Fikri mülkiyet haklarının korunması ile ilgili bir konu olan coğrafi işaretler, tescil gerçekleştirilen ülkede geçerli oluyor. Farklı ülkelerde bu korumayı elde edebilmek için ya o ülkelerin mevzuatı çerçevesinde tescil başvurusunda bulunmak ya da uluslararası koruma sağlayan sistemler kapsamında başvuru yapmak gerekiyor. Bu bağlamda coğrafi işaretlerin AB boyutunda, Üye devletlerin tamamında geçerli olan AB coğrafi işaretini alabilmek için Avrupa Komisyonuna başvuru yapılması gerekiyor. Türkiye tarafından başvurular 2019 yılından beri TÜRKPATENT aracılığıyla Komisyona gönderiliyor ve TÜRKPATENT başvuru sahiplerine teknik destek sağlıyor. Önemli nokta, AB nezdinde başvuru yapılmadan önce ürünün Türkiye’de coğrafi işaret tescilini alması gerekiyor.
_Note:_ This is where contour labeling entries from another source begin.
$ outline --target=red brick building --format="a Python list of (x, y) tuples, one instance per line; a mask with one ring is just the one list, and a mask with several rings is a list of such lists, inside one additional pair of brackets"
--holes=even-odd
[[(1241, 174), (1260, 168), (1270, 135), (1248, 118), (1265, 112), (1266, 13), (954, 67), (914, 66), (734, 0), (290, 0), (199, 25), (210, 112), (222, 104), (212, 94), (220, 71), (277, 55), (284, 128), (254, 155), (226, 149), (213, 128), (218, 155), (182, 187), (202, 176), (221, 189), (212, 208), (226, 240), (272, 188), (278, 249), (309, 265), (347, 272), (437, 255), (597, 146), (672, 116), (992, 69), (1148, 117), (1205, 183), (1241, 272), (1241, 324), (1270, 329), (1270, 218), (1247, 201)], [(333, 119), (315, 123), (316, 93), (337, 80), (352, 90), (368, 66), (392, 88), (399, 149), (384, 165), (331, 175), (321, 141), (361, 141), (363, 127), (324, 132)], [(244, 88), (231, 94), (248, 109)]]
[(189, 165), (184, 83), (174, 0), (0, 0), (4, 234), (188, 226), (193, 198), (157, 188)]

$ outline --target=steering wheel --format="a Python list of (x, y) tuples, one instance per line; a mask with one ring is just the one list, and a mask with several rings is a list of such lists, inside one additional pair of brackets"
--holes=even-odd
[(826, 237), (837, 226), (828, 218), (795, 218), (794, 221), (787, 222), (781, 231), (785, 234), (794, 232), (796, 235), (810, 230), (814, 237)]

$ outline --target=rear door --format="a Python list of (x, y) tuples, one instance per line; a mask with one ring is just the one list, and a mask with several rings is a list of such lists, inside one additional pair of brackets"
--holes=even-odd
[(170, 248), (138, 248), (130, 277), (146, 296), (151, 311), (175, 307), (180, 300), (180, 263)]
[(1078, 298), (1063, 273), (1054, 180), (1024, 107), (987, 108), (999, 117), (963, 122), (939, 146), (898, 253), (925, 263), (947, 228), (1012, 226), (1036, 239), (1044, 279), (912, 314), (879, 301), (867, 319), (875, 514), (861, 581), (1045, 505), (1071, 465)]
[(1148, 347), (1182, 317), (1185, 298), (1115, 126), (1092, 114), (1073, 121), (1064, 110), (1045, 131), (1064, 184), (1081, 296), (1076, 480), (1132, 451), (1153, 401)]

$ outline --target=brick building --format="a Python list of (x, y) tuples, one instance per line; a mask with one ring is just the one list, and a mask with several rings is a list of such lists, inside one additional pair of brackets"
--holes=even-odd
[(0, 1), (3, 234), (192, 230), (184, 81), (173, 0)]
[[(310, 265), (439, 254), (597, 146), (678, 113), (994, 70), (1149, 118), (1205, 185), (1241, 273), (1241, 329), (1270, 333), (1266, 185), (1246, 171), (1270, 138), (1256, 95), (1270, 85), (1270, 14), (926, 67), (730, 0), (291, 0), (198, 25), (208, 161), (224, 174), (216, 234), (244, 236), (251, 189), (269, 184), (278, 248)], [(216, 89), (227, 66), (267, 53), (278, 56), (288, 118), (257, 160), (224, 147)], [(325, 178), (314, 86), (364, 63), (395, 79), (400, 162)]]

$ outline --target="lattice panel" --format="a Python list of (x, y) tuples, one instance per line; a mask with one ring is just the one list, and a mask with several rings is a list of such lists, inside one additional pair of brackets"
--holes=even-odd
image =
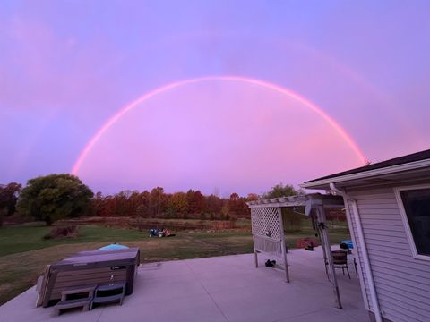
[(264, 236), (274, 241), (282, 241), (284, 232), (280, 226), (280, 215), (277, 208), (251, 208), (253, 234)]

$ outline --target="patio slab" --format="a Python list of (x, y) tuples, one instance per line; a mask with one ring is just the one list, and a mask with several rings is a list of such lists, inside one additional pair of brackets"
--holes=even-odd
[(254, 267), (254, 254), (145, 264), (122, 306), (59, 317), (53, 308), (35, 308), (33, 287), (0, 307), (0, 322), (369, 321), (352, 263), (350, 280), (341, 270), (337, 273), (344, 307), (338, 309), (321, 248), (289, 251), (289, 284), (283, 271), (264, 267), (269, 258), (260, 255), (259, 268)]

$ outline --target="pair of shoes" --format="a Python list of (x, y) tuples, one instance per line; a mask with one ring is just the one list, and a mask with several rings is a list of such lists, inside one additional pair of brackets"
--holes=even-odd
[(276, 265), (276, 260), (267, 259), (264, 265), (266, 266), (266, 267), (273, 267)]

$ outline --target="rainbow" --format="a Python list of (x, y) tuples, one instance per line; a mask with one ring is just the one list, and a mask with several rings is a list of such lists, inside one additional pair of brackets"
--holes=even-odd
[(203, 81), (213, 81), (213, 80), (236, 81), (236, 82), (241, 82), (241, 83), (245, 83), (250, 85), (261, 86), (262, 88), (269, 89), (273, 91), (286, 95), (302, 103), (304, 106), (308, 107), (313, 112), (316, 113), (324, 121), (326, 121), (338, 132), (338, 134), (347, 142), (347, 144), (350, 147), (350, 148), (353, 150), (356, 156), (359, 158), (360, 162), (362, 162), (363, 165), (366, 164), (366, 157), (364, 156), (363, 152), (360, 150), (357, 143), (354, 141), (354, 140), (351, 138), (351, 136), (332, 117), (327, 114), (321, 107), (319, 107), (315, 104), (312, 103), (311, 101), (307, 100), (306, 98), (301, 97), (300, 95), (298, 95), (297, 93), (295, 93), (290, 89), (282, 88), (279, 85), (276, 85), (268, 81), (264, 81), (264, 80), (261, 80), (254, 78), (242, 77), (242, 76), (220, 75), (220, 76), (204, 76), (204, 77), (176, 81), (176, 82), (159, 87), (158, 89), (155, 89), (144, 94), (143, 96), (140, 97), (136, 100), (131, 102), (130, 104), (126, 105), (125, 106), (122, 107), (116, 114), (114, 114), (110, 119), (108, 119), (108, 122), (104, 123), (100, 129), (99, 129), (99, 131), (92, 136), (92, 138), (85, 145), (84, 148), (82, 149), (82, 151), (79, 155), (79, 157), (77, 158), (76, 162), (73, 165), (73, 167), (72, 169), (72, 174), (78, 174), (79, 169), (81, 168), (81, 165), (82, 165), (82, 162), (84, 161), (85, 157), (90, 153), (91, 148), (97, 144), (98, 140), (103, 136), (103, 134), (124, 114), (133, 110), (133, 108), (137, 107), (141, 103), (148, 99), (150, 99), (151, 97), (157, 95), (163, 94), (170, 89), (173, 89), (178, 87), (195, 84), (195, 83), (203, 82)]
Mevut durumda Türkiye’nin AB tarafından tescil edilmiş 21 adet coğrafi işaretli ürünü bulunuyor. Bu ürünler Araban Sarımsağı (2024), Aydın Memecik Zeytinyağı (2024), Safranbolu Safranı (2024), Antakya Künefesi (2023), Suruç Narı (2023), Çağlayancerit Cevizi (2023), Gemlik Zeytini (2023), Edremit Zeytinyağı (2023), Milas Yağlı Zeytini (2023), Ayaş Domatesi (2023), Edremit Körfezi Yeşil Çizik Zeytini (2023), Maraş Tarhanası (2023), Ezine Peyniri (2023), Giresun Tombul Fındığı (2022), Bayramiç Beyazı (2021), Taşköprü Sarımsağı (2021), Aydın Kestanesi (2020), Milas Zeytinyağı (2020), Malatya Kayısısı (2017), Aydın İnciri (2016) ve Gaziantep Baklavası (2013).
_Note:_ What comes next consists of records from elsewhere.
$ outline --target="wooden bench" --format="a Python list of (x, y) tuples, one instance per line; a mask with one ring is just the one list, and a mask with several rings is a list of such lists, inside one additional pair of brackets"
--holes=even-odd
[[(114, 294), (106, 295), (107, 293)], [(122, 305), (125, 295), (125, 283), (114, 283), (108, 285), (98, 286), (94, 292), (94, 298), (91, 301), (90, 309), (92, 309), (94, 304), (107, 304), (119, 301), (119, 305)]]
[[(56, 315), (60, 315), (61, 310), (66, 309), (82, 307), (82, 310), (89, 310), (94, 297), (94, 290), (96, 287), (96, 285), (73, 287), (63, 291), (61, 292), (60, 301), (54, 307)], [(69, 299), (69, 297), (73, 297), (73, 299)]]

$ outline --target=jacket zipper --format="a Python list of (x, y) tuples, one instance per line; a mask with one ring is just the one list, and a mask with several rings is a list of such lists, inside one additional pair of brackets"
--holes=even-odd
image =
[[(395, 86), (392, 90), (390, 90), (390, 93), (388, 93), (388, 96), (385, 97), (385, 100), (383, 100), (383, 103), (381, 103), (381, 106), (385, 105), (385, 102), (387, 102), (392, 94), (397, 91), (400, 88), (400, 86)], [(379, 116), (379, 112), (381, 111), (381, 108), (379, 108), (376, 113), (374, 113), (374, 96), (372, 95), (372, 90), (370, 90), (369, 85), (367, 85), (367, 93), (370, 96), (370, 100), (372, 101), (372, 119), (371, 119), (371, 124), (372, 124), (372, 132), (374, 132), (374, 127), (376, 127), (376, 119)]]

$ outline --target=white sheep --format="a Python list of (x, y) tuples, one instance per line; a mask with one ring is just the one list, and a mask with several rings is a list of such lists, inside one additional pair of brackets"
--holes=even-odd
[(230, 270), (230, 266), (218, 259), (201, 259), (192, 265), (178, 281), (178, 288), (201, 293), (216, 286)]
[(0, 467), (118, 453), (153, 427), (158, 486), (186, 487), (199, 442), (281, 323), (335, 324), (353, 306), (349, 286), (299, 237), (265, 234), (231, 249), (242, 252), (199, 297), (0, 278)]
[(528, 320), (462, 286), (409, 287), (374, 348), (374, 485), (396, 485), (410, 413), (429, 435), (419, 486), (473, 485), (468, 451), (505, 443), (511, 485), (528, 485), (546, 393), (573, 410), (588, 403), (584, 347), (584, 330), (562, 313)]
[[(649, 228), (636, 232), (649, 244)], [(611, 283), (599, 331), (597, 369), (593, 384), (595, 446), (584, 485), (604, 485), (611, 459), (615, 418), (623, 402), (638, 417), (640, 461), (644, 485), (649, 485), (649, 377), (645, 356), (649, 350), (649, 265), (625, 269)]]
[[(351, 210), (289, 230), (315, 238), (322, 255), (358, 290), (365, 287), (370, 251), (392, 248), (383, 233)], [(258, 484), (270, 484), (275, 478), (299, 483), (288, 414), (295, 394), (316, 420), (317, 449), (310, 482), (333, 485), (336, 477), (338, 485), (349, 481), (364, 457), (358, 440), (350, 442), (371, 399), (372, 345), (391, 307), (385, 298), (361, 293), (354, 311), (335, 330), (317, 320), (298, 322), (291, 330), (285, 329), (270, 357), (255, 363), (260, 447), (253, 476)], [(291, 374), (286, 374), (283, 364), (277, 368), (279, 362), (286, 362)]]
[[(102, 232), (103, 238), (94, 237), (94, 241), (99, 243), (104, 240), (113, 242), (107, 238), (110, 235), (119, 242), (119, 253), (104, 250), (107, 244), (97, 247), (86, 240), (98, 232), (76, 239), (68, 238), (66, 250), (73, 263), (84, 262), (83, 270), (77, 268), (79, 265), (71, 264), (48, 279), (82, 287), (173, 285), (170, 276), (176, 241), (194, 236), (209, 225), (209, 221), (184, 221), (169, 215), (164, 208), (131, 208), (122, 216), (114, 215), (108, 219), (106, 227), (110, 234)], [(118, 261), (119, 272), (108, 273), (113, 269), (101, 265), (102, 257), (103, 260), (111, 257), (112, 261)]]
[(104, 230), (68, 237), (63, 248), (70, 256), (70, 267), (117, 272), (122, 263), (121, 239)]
Türkiye’nin AB coğrafi işaretine olan ilgisinin özellikle 2020 yılı sonrası ivme kazandığı ve bu ilginin 2023 yılında 27 ürün başvurusuyla zirveye ulaştığı görülüyor. AB’nin coğrafi işaretine sahip olunması, Türk ürünlerinin daha geniş bir pazarda daha iyi temsil edilmesi anlamına geliyor. Ancak mevcut durum, bulunduğu coğrafi konumu, farklı iklim ve kültürel yapısı nedeniyle çok daha fazla coğrafi işaret alabilme potansiyeli bulunan Türkiye’nin bu potansiyelini yeterince kullanamadığını gösteriyor. Sadece sayısal bakımdan coğrafi işaret tescili ürün potansiyeli değil, mevcutlardan getiri olarak kazancın ayrıcalığı da dikkate alınmalıdır. Coğrafi işaret tescili zor bir süreç olsa da asıl olan bunun kalite ve yerelliğinin yönetilmesi, ürün taklitçiliğiyle mücadele ile kırsal kalkınmayı destekleyecek satış ve pazarlama yöntemleriyle daha fazla katma değer sağlanmasının yönetilmesidir.
AB’nin özellikle tescil prosedürünü basitleştirecek olmasının ve özellikle de “yerel tanınmış üretici grupları” oluşturmanın önemli bir fırsat olduğunun altını çizmek gerek.